It doesn’t matter if you’ve got an ego the size of The Twang or you claim to not care what people will think about your album because it’s only ‘the fans’ opinion that really matters (Kaiser Chiefs) - every band feels pressure at the end of the day. Pressure to win a few more plaudits, pressure to hold on to the plaudits you’ve already got and pressure to, dare we say it, simply earn a living. It’s a feeling that Fields – another band from 2006 trying to prove that they’re worth the hype in 2007 - should be quite familiar with by now.
Since their formation as a garden shed pipe-dream, Fields have certainly come a long way to arrive at the release of their debut LP, ‘Everything Last Winter.’ A number of high profile support tours with amongst others, Bloc Party, as well as the release of a flurry of impressive and acclaimed singles which have preceded the LP’s release, means that there’s a distinct pressure to perform here. And perform they do, well, almost anyway.

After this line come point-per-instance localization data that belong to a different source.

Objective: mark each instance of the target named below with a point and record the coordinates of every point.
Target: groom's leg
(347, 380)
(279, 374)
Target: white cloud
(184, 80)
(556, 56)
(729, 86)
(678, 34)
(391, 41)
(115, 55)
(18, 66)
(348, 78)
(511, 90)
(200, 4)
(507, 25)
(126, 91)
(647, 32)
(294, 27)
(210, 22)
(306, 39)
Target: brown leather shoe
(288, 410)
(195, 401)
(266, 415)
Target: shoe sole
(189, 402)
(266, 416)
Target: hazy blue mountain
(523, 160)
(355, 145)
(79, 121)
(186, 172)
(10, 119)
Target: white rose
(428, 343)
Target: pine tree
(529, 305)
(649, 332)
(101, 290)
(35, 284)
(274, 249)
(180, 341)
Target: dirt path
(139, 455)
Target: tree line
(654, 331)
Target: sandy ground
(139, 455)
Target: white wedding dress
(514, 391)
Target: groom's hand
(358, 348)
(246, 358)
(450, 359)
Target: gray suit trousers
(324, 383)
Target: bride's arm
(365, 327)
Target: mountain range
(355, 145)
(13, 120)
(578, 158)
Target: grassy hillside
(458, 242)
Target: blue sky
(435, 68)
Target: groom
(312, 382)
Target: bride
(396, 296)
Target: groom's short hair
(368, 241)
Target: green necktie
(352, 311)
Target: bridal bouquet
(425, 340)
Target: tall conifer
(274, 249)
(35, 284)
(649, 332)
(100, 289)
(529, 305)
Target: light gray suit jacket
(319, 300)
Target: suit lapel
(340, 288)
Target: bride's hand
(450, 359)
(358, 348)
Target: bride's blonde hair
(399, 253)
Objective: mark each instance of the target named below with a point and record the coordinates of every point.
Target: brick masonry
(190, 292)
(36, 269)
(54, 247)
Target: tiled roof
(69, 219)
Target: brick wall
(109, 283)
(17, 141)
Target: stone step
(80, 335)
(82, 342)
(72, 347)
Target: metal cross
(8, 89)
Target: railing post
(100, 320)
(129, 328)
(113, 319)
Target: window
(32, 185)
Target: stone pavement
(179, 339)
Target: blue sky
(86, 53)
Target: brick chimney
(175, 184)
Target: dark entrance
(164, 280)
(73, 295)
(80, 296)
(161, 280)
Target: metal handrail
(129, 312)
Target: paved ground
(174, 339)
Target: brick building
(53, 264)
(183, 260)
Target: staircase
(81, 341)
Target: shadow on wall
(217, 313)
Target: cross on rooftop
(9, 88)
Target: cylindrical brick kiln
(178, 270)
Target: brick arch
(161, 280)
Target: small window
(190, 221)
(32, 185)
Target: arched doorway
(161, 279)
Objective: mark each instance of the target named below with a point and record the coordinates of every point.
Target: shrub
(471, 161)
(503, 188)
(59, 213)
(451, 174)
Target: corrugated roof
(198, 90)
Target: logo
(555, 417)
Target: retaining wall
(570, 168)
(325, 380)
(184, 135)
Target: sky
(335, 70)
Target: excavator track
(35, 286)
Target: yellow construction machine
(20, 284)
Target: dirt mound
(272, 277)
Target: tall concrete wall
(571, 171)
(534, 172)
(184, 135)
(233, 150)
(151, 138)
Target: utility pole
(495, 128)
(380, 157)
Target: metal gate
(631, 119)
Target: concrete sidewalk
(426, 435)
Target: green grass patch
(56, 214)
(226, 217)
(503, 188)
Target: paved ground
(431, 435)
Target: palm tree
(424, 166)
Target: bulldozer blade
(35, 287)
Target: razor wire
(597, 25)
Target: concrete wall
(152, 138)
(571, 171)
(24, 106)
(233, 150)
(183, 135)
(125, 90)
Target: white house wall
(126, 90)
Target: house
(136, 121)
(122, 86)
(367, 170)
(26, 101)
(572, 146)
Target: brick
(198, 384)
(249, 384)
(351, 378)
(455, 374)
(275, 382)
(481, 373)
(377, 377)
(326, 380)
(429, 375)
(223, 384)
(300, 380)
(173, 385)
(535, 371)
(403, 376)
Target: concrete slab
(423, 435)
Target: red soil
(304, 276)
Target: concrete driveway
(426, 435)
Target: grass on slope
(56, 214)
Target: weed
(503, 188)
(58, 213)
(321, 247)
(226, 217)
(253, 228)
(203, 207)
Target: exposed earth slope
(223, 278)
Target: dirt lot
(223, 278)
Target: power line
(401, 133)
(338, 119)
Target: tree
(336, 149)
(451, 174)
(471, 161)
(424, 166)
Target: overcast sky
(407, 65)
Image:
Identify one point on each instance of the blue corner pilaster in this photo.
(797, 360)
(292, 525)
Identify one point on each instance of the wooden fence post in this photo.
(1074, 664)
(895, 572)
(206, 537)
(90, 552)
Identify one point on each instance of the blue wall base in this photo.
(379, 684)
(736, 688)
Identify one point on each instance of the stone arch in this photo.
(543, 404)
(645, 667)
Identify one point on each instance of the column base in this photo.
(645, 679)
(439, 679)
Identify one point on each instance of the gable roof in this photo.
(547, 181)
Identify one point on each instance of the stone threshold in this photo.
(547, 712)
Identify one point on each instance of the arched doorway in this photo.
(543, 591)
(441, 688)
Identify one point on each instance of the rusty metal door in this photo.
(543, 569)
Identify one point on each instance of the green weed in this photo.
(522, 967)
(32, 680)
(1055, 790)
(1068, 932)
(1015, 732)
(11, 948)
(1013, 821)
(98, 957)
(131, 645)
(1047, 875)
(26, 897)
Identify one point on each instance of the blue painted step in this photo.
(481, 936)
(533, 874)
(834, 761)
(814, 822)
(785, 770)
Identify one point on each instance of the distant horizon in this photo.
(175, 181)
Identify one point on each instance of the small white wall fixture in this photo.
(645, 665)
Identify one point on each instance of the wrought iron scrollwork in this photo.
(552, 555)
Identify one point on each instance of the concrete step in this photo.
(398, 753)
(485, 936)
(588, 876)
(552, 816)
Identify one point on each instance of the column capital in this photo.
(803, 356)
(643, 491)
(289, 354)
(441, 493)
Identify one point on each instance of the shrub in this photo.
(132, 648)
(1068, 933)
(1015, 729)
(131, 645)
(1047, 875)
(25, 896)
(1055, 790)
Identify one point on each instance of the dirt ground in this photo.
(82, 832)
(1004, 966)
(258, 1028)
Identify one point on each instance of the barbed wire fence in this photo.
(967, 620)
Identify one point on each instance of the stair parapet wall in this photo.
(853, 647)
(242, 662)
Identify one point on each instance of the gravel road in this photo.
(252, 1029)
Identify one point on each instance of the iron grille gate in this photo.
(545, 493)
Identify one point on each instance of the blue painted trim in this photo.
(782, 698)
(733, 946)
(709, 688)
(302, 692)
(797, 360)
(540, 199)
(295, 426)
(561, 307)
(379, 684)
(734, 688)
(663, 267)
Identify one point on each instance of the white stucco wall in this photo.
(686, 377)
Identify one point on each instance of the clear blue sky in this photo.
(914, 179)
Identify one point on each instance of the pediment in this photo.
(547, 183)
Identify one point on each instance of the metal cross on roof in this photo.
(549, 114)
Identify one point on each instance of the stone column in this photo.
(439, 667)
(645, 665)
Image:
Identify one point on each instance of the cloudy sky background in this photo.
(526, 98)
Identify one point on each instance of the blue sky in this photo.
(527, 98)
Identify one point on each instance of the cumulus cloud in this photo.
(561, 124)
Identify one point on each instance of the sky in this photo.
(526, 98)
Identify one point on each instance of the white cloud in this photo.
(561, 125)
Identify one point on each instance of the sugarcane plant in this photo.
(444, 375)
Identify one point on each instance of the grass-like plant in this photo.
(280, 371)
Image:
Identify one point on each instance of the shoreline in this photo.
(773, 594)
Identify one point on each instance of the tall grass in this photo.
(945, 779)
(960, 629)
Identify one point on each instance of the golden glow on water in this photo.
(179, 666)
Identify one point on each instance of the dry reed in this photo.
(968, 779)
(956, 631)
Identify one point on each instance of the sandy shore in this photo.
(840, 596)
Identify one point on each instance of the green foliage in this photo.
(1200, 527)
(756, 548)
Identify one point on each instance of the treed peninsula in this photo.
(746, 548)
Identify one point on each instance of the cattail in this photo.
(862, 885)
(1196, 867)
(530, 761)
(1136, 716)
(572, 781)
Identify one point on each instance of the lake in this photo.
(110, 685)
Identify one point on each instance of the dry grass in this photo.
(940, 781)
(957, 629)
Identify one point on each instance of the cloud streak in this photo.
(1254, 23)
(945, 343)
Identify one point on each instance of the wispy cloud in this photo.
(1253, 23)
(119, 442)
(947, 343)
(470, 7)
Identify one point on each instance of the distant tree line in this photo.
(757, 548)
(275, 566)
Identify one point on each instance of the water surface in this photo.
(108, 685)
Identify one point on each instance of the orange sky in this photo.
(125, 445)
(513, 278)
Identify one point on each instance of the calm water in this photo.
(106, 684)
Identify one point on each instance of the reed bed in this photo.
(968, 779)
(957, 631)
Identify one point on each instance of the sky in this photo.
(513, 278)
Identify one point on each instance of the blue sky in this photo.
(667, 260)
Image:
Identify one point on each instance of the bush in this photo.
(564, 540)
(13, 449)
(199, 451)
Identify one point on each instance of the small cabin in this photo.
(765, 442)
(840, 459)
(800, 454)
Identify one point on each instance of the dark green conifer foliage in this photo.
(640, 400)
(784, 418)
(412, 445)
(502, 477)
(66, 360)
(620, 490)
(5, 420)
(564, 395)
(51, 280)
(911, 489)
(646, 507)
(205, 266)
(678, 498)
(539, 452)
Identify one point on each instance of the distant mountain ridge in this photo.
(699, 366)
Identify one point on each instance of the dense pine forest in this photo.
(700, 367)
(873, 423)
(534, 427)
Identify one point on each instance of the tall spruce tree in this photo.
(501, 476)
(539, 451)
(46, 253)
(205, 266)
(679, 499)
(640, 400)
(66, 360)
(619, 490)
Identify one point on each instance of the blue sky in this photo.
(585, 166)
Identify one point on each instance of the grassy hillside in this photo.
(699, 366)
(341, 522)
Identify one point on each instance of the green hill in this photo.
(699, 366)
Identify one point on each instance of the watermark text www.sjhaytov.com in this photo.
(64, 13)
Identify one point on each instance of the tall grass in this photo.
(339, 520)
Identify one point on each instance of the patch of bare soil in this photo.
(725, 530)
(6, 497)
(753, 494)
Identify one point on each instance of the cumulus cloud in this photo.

Whilst an Anglo-Icelandic band on paper might sound like a quaint prospect, as ‘Song For The Fields’ gets the album underway – a song which initially sounds distant but eventually explodes gloriously - it’s clear Fields aren’t exactly the ‘quaint’ band we all thought. There’s distinct venom that runs through their music, which at times is exposed through dark, twisted electronica (‘Schoolbooks’) and others through a tougher, heavier rock edge (‘The Death’).
With acclaimed producer Michael Beinhorn (Soundgarden and Marilyn Manson) in the studio, it’s perhaps not surprising that Fields have taken this direction. Couple the rock mentor to the claustrophobic Dublin basement that the record was created in during the summer of 2006 and it’s easy to understand why some songs sound like they’re trying to break free. Take the hypnotic, ‘Charming The Flames’ for example. A painful, anthemic riff laden number, where Nick Peill sounds like a front man with an undeniable presence and Fields sound every bit like a band who are just not content with being confined to the Barfly’s for much longer.
This ambition, however, is also cruelly detrimental to the flow of the LP. For at times Fields just sound like a small band trying to be a big one, as opposed to a big band just being themselves. With the average song length pushing five minutes, some songs just go on for too long in a bid to bowl us over. The initial haunting impact of ‘Feathers’ – where Thorunn Antonia and Peill share the vocals charmingly - is lost in the breathtaking instrumental final minutes where Fields seem to want to be Coldplay as opposed to, well, just Fields.
While in places ‘Everything Last Winter’ is the gloriously moving and evocative folk-rock touchstone that we’ve been expecting the Anglo-Icelandic group to make (see ‘If You Fail We All Fail’ for confirmation), ironically, it’s also a record that at times seems to have succumbed to the pressure of expectancy as well, damaging the purist thing of all – the music.